The man slunk away, and she returned to Lane, who remarked, significantly, “Now you understand me.”
It was evident that she was deeply excited, and immediately she began to speak in a voice that trembled with anger and other emotions. “This is terrible. I had not thought—indeed it cannot be. My father would not permit it. The laws of war would apply, I suppose, to your enlisted men, but that you and Surgeon McAllister, who have been our guests and have sat at our table, should be taken from our hospitality into captivity is monstrous. In permitting it, I seem to share in a mean, dishonorable thing.”
“How characteristic your words and actions are!” said Lane, gently. “It would be easy to calculate your orbit. I fear you cannot help yourself. You forget, too, that I was the means of sending to prison even your Major Denham.”

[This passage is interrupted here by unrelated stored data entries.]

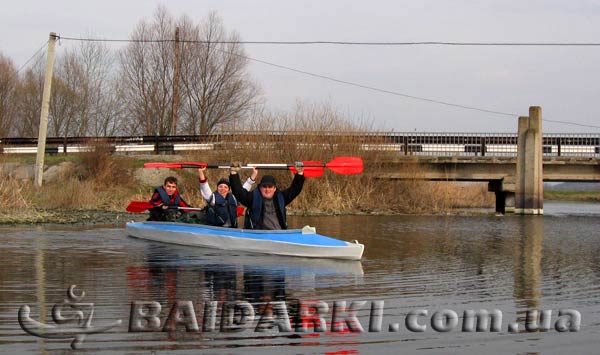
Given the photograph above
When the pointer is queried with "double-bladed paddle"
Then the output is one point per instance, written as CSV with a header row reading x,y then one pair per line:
x,y
312,169
142,206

“Major Denham is nothing—” she began, impetuously, then hesitated, and he saw the rich color mantling her face even in the moonlight. After a second or two she added: “Our officers were captured in fair fight. That is very different from taking a wounded man and a guest.”
“Not a guest in the ordinary sense of the word. You see I can be fair to your people, unspeakably as I dread captivity. It will not be so hard for McAllister, for surgeons are not treated like ordinary prisoners. His remaining, however, was a brave, unselfish act;” and Lane spoke in tones of deep regret.
“It must not be,” she said, sternly.
“Miss Suwanee,”—and his voice was scarcely audible,—“do you think we can be overheard?”
“No,” she replied, in like tones. “Roberta and mamma are incapable of listening.”
“I was not thinking of them. I must speak quickly. I don’t wish to involve you, but the surgeon and I must try to escape, for I would almost rather die than be taken prisoner. Deep as is my longing for liberty I could not leave you without a word, and my trust in the chivalric feeling that you have just evinced is so deep as to convince me that I can speak to you safely. I shall not tell you anything to compromise you. You have only to be blind and deaf if you see or hear anything.”